O nome do coletivo e a inspiração da oficina vêm da obra do escritor espanhol Paul Preciado. No livro “Testo Junkie” (n-1 edições, 2019), o autor narra suas experiências com a testosterona e fala sobre o lugar que o corpo, o sexo e a sexualidade ocupam na sociedade contemporânea. Um dos subcapítulos é dedicado ao “dispositivo drag king”, em que Preciado rememora a emergência das oficinas em Nova York e em São Francisco, nos anos 1980, e os primeiros encontros de que participou, já no final da década de 1990, até ele mesmo promover um. “Não é somente se vestir de homem, coisa que as pessoas podem fazer sozinhas, na privacidade do espaço doméstico, mas viver a experiência coletiva da dimensão construída e arbitrária do nosso gênero”, escreve.

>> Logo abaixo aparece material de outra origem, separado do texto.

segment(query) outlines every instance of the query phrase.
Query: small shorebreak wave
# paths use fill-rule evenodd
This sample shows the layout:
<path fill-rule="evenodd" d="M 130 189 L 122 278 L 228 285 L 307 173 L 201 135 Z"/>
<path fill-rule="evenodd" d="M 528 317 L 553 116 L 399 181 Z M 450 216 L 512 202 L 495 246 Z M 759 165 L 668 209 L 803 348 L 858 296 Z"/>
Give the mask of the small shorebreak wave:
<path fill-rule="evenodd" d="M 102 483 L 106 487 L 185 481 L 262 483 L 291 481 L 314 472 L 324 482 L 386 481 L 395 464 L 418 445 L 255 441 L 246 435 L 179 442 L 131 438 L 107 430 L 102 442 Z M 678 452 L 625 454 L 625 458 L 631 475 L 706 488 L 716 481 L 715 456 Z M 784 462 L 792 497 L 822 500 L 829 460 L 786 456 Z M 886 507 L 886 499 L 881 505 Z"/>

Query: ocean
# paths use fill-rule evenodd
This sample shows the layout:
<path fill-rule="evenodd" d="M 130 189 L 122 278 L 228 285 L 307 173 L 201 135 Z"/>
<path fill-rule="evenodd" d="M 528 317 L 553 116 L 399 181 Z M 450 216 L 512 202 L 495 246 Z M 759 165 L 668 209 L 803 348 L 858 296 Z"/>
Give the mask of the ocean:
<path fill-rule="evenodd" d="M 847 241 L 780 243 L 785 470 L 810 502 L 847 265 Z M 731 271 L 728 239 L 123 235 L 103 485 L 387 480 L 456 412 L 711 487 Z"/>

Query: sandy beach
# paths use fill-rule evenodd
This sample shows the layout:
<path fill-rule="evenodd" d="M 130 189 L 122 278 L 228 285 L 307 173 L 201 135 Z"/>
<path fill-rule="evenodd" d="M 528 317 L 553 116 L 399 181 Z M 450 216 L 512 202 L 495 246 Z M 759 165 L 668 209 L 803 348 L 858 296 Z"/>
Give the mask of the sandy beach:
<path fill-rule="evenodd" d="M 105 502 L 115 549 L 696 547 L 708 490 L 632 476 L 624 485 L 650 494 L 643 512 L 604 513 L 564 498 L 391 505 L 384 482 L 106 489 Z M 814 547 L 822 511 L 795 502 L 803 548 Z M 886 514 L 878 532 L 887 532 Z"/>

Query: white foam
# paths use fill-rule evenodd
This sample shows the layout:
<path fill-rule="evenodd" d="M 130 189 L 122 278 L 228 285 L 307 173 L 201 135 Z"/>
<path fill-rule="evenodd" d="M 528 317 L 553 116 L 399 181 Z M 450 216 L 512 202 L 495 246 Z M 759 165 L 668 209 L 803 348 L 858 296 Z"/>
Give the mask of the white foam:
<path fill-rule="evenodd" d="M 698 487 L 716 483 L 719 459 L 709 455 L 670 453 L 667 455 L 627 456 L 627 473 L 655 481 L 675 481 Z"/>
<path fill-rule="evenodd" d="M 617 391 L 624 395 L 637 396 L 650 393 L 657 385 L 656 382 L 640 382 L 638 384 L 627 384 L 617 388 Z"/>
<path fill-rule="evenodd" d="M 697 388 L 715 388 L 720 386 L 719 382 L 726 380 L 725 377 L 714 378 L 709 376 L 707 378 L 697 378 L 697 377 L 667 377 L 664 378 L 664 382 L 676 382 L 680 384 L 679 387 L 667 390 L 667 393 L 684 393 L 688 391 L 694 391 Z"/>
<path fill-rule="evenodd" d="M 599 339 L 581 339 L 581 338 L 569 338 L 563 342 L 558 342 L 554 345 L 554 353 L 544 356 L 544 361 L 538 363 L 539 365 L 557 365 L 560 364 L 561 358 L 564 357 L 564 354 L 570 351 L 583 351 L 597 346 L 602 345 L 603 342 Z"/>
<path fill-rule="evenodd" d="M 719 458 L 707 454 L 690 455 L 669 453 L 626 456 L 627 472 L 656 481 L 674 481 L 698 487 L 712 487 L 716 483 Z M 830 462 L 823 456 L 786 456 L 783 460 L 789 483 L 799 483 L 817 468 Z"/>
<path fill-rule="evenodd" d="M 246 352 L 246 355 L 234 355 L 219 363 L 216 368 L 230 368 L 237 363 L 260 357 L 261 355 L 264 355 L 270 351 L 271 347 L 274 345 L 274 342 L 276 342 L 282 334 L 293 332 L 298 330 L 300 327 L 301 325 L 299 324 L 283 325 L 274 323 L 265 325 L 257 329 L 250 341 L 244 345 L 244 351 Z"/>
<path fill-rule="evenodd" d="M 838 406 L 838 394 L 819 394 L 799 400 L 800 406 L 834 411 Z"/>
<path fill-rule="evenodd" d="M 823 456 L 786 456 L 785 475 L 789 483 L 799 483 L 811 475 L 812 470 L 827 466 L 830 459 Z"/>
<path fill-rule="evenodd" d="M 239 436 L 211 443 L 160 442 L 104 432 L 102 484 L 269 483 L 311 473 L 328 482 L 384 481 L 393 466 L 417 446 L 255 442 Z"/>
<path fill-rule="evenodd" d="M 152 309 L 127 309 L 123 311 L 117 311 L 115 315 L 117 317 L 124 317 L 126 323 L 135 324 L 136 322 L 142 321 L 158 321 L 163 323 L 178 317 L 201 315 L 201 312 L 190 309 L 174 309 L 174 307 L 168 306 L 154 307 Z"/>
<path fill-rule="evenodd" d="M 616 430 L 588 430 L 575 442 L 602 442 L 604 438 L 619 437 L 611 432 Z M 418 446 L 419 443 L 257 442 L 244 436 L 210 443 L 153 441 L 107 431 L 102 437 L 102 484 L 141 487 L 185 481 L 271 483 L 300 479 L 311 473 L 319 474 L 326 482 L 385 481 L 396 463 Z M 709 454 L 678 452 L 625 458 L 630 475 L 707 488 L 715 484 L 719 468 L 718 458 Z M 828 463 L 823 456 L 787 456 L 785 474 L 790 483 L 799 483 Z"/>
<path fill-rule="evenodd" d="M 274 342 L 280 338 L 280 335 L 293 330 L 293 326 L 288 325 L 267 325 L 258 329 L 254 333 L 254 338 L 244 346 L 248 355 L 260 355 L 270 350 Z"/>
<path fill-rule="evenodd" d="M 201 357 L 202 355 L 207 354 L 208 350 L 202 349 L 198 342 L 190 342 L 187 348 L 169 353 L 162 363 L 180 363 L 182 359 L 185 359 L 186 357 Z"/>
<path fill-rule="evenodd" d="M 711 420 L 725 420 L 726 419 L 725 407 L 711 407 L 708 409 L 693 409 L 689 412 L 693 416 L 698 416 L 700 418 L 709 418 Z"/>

Eleanor Antin, “Men from the King of Solana Beach”, 1974. O trabalho da artista americana é uma das inspirações do coletivo Piratas de Gênero

As intervenções são pontuais, mas a ideia é que a oficina gere uma espécie de memória de corpo que ajude a construir uma nova postura cotidiana. “O king no palco é muito legal, mas também tem o exercicio de você andar na rua como um homem, repensar sua percepção desse lugar a partir da experiência”, diz Prili. “É um jeito de desconstruir a masculinidade que é regente no espaço público.”

E por que mesmo com a maior popularização da cultura drag queen temos demorado tanto para abraçar a presença dos kings? “Porque desconstruir a masculinidade desestabiliza a hierarquia de poder”, diz Prili. “Se a gente descobre artifícios que são somente teatrais, ferrou.”